Mary Anerley: A Yorkshire Tale






CHAPTER XX

AN OLD SOLDIER

Now Mr. Jellicorse had been taking a careful view of everything. He wished to be certain of placing himself both on the righteous side and the right one; and in such a case this was not to be done without much circumspection. He felt himself bound to his present clients, and could not even dream of deserting them; but still there are many things that may be done to conciliate the adversary of one's friend, without being false to the friend himself. And some of these already were occurring to the lawyer.
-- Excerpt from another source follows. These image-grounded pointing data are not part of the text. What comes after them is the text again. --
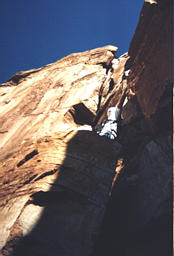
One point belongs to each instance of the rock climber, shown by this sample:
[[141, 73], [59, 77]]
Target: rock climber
[[109, 127]]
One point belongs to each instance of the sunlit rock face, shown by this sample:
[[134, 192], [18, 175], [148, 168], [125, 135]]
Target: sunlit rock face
[[64, 190], [56, 174], [138, 220]]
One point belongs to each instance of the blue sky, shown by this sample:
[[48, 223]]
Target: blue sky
[[38, 32]]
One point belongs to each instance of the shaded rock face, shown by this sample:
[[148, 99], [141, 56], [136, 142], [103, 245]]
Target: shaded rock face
[[56, 174], [64, 190]]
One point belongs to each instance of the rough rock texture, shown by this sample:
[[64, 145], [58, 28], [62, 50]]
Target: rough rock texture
[[56, 174], [64, 190], [138, 220]]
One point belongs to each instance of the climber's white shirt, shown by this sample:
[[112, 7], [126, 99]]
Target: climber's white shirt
[[113, 113], [110, 128]]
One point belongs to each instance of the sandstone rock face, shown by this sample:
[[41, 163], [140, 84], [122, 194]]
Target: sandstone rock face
[[56, 174], [138, 220], [63, 187]]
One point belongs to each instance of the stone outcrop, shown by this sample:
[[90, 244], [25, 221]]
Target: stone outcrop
[[52, 165], [64, 190]]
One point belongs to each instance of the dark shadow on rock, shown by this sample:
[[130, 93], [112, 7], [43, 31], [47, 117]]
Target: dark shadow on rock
[[138, 218], [74, 207]]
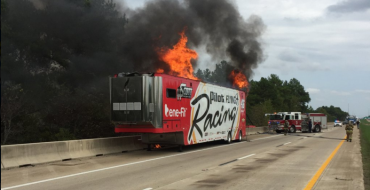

It was true that no adversary had as yet appeared, nor even shown token of existence; but some little sign of complication had arisen, and one serious fact was come to light. The solicitors of Sir Ulphus de Roos (the grandson of Sir Fursan, whose daughter had married Richard Yordas) had pretty strong evidence, in some old letters, that a deed of appointment had been made by the said Richard, and Eleanor his wife, under the powers of their settlement. Luckily they had not been employed in the matter, and possessed not so much as a draft or a letter of instructions; and now it was no concern of theirs to make, or meddle, or even move. Neither did they know that any question could arise about it; for they were a highly antiquated firm, of most rigid respectability, being legal advisers to the Chapter of York, and clerks of the Prerogative Court, and able to charge twice as much as almost any other firm, and nearly three times as much as poor Jellicorse.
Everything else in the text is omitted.